16. SURVIVAL OF PROVISIONS. CLIENT’s and SL GROUP’s warranties, representations and indemnification obligations shall survive the termination of this Agreement.

17. SEVERABILITY. If any part of this Agreement is found to be invalid or unenforceable, such determination shall not affect the validity or enforcement of any other provisions of this Agreement.

18. ASSIGNMENT. This Agreement shall not be assigned by either Party voluntarily, involuntarily or by operation of law, unless the non-assigning Party consents in writing, and in advance. Notwithstanding the foregoing, this Agreement may be assigned to a Party’s affiliate entity or in the instance of a merger or sale of substantially all its assets.

19. GOVERNING LAW; VENUE. THIS AGREEMENT AND THE LEGAL RELATIONSHIP BETWEEN THE PARTIES HERETO WILL BE GOVERNED BY AND CONSTRUED IN ACCORDANCE WITH UTAH LAW. CLIENT AND SL GROUP AGREE THAT ANY CONTROVERSY OR CLAIM ARISING OUT OF OR RELATING TO THIS AGREEMENT, OR A BREACH HEREOF, WHICH CANNOT BE SETTLED AMICABLY BETWEEN THE PARTIES, WILL BE LITIGATED ONLY IN THE APPROPRIATE COURTS OF SUMMIT COUNTY, UTAH.
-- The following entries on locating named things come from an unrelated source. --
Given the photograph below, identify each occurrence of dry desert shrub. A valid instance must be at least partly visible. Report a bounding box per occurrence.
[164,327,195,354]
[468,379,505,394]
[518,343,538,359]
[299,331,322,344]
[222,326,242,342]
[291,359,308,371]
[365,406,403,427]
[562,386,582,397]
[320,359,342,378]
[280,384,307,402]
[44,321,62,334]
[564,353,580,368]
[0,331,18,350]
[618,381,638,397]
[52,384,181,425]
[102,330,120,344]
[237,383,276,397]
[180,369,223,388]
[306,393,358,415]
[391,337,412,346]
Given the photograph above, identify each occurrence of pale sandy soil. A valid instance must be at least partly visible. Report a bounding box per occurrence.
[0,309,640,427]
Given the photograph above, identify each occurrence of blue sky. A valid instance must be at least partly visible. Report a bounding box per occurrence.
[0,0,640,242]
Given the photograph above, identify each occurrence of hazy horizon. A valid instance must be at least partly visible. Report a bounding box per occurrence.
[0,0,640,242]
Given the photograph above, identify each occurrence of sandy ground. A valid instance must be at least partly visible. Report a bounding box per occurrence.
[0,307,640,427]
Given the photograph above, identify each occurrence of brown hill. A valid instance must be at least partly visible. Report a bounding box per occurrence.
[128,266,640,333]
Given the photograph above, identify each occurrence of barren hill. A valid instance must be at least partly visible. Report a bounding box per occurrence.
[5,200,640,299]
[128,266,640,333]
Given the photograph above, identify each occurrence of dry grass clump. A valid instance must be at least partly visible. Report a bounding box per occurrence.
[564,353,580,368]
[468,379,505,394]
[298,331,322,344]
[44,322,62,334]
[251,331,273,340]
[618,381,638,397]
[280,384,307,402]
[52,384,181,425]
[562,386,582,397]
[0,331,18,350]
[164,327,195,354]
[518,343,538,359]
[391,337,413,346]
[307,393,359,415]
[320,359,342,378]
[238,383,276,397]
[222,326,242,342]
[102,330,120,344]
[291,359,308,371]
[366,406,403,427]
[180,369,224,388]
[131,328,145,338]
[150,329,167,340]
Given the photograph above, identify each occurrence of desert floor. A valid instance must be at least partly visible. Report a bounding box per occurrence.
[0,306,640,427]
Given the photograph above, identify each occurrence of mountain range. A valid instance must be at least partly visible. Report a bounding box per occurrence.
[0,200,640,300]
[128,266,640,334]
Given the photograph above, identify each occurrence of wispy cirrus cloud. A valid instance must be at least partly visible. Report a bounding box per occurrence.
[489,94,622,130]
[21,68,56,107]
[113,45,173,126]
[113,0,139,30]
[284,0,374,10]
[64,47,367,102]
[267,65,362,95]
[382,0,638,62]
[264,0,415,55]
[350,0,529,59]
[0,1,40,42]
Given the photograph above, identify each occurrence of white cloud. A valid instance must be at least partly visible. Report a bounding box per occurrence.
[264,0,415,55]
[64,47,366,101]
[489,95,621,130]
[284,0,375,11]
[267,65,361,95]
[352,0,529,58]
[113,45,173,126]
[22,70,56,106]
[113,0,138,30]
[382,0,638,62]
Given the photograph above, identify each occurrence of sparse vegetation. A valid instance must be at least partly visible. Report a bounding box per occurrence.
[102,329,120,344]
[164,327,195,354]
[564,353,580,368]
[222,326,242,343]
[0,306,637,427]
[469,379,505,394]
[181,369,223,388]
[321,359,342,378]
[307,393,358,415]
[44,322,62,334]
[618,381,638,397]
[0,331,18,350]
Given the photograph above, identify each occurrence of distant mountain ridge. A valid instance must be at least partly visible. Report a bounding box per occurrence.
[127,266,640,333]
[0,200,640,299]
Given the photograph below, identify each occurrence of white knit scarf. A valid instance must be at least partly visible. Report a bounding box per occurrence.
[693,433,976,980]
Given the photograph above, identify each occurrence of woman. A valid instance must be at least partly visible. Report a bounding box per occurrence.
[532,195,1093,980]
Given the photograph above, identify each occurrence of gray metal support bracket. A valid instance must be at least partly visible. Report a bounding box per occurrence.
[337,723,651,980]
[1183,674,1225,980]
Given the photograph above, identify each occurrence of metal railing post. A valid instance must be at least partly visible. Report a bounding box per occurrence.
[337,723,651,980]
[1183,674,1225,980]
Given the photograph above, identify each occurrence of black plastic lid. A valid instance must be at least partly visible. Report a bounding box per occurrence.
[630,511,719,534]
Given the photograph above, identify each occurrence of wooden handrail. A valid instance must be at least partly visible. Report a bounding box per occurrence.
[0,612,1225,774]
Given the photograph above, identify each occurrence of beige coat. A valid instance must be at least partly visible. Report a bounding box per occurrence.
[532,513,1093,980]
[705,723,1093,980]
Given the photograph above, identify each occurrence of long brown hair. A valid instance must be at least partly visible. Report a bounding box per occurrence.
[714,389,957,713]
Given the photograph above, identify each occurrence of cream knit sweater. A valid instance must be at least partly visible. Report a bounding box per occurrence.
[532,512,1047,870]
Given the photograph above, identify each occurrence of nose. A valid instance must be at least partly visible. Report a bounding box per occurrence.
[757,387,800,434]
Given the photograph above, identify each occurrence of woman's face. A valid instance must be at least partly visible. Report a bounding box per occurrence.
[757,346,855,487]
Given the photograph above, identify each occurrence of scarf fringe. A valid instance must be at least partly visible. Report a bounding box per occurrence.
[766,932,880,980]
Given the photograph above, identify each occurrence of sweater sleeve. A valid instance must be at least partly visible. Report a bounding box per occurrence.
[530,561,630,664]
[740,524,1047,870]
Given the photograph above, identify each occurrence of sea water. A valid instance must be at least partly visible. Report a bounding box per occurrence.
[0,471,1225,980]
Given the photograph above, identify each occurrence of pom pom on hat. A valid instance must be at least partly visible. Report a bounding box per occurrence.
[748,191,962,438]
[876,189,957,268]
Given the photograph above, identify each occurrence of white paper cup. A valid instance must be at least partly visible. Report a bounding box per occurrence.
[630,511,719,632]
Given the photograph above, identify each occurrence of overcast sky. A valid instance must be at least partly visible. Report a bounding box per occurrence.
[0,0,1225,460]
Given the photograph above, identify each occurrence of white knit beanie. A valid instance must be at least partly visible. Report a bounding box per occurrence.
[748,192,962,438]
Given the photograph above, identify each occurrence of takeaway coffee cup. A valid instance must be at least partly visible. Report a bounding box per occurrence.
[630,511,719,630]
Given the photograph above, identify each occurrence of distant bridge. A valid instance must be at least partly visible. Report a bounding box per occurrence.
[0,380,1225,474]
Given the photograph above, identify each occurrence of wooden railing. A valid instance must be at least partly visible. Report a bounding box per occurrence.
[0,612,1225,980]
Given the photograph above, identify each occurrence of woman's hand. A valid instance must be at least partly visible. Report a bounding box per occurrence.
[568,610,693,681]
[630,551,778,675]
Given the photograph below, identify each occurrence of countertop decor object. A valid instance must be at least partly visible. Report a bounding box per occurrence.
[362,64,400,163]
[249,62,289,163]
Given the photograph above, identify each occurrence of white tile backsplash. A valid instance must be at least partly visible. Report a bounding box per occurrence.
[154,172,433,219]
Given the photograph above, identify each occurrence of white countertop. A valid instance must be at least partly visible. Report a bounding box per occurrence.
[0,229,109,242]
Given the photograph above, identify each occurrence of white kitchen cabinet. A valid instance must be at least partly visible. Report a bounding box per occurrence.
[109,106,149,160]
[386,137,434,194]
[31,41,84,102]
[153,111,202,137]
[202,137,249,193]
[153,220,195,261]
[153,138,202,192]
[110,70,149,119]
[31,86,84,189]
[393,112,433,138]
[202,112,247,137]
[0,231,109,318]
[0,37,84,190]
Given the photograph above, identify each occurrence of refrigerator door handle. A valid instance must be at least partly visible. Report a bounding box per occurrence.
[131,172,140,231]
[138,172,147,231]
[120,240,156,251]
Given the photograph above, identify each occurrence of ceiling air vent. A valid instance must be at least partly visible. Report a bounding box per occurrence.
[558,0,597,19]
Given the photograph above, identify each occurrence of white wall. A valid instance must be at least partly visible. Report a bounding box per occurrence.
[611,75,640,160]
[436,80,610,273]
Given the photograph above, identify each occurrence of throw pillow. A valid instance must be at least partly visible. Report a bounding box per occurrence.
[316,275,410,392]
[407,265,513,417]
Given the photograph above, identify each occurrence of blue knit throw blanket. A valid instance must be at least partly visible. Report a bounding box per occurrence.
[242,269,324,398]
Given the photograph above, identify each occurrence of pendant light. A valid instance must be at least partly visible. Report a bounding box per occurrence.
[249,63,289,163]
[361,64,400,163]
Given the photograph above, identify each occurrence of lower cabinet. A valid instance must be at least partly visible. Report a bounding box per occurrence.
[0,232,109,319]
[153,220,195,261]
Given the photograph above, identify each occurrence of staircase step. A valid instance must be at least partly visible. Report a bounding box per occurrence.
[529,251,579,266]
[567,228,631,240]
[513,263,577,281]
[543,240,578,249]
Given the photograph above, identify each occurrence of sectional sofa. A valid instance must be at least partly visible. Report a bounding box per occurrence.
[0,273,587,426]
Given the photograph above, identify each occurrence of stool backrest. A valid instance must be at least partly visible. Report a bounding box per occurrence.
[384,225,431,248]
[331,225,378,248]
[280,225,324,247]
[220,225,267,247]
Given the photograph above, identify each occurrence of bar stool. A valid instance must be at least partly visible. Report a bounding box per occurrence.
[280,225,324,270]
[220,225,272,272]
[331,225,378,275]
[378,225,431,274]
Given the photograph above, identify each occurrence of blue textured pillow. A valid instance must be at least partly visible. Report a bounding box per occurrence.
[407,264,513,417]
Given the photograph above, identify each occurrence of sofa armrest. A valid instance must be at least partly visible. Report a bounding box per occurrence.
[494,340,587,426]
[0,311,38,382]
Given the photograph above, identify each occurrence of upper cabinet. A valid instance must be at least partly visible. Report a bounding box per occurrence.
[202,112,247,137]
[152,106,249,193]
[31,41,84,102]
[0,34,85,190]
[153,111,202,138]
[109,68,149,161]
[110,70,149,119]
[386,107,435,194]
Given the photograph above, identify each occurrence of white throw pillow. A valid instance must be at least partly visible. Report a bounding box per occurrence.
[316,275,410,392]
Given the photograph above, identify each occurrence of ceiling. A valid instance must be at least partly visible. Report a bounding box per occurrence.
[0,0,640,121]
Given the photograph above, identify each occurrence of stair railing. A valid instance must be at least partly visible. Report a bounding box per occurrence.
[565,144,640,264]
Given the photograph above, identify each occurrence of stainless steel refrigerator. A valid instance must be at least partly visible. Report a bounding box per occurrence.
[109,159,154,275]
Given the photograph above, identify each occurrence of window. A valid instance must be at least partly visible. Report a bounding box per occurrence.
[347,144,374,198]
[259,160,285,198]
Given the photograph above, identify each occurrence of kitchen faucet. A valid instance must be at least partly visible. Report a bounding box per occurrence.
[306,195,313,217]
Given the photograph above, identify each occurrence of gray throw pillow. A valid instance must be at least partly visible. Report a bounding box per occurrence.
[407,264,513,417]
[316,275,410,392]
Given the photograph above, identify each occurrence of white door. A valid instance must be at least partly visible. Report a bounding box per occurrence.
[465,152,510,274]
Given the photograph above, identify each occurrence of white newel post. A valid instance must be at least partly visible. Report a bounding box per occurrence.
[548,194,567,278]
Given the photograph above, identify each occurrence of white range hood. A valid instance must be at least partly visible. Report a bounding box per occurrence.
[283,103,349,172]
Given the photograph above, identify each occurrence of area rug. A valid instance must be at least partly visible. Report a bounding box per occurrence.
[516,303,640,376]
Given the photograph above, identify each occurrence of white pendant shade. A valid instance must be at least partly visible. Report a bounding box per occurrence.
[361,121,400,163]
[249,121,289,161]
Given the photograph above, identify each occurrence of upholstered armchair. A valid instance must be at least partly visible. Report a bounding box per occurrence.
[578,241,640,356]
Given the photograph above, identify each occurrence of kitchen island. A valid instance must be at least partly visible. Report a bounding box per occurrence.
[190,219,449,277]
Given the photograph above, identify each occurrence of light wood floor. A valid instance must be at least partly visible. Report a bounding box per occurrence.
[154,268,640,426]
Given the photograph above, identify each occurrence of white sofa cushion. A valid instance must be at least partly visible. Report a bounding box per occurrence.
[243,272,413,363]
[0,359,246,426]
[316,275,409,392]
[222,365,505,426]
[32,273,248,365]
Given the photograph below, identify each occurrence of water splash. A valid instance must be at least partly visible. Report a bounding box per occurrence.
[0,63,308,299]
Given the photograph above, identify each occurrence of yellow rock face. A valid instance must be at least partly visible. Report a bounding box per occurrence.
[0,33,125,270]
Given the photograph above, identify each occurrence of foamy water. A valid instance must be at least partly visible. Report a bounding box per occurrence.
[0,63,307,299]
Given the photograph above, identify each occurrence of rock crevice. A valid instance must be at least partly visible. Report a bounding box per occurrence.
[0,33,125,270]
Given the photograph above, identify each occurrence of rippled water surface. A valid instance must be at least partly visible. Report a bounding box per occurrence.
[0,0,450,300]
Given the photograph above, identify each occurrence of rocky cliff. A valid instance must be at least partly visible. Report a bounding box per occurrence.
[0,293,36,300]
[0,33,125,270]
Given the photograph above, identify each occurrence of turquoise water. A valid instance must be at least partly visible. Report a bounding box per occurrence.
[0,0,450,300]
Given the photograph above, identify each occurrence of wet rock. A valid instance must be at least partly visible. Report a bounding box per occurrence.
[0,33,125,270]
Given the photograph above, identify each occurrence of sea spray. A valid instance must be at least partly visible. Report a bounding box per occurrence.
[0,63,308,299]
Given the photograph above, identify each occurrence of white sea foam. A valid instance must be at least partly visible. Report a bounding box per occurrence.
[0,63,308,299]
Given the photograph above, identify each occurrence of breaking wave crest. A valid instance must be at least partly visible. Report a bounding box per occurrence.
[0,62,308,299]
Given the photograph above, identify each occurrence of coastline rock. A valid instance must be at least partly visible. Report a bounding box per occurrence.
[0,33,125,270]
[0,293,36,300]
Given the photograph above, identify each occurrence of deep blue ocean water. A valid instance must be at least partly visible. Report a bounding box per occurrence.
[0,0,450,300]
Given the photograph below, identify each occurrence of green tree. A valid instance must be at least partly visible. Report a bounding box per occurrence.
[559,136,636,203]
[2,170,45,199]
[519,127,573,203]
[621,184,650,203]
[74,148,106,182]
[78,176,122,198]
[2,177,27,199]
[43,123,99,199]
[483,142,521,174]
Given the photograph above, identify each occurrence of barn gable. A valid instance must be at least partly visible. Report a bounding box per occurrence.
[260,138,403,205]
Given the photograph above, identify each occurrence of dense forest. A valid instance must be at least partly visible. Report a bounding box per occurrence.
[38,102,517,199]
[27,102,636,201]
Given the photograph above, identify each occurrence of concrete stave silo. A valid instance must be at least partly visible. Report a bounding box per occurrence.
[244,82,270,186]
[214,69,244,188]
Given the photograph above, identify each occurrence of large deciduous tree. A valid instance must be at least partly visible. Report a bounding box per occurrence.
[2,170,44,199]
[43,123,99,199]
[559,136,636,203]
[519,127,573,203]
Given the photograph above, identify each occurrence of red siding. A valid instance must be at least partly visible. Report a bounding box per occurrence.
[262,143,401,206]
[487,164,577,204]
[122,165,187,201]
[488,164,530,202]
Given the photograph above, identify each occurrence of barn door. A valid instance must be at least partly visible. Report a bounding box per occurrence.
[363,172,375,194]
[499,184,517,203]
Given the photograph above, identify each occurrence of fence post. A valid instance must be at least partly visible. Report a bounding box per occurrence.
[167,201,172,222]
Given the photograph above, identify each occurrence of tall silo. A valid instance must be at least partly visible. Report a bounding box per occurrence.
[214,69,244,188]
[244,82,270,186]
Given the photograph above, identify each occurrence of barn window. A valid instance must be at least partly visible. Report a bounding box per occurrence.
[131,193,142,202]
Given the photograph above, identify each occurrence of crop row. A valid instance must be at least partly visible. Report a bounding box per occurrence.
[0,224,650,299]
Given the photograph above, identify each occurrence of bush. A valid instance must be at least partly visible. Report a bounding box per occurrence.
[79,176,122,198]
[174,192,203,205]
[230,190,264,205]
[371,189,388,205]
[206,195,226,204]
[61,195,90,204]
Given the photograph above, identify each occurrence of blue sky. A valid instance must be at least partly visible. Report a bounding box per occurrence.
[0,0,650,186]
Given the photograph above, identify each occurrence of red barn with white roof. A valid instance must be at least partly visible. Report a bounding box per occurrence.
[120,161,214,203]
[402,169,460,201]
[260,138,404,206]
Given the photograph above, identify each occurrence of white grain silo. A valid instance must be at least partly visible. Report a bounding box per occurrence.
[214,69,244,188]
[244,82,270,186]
20. ENTIRE AGREEMENT. This Agreement contains the entire understanding between CLIENT and SL GROUP, and all prior or contemporaneous promises, representations, agreements or understandings are expressly merged herein and superseded. This Agreement may not be modified, amended or revoked except as set forth herein and in writing, signed by both CLIENT and SL GROUP.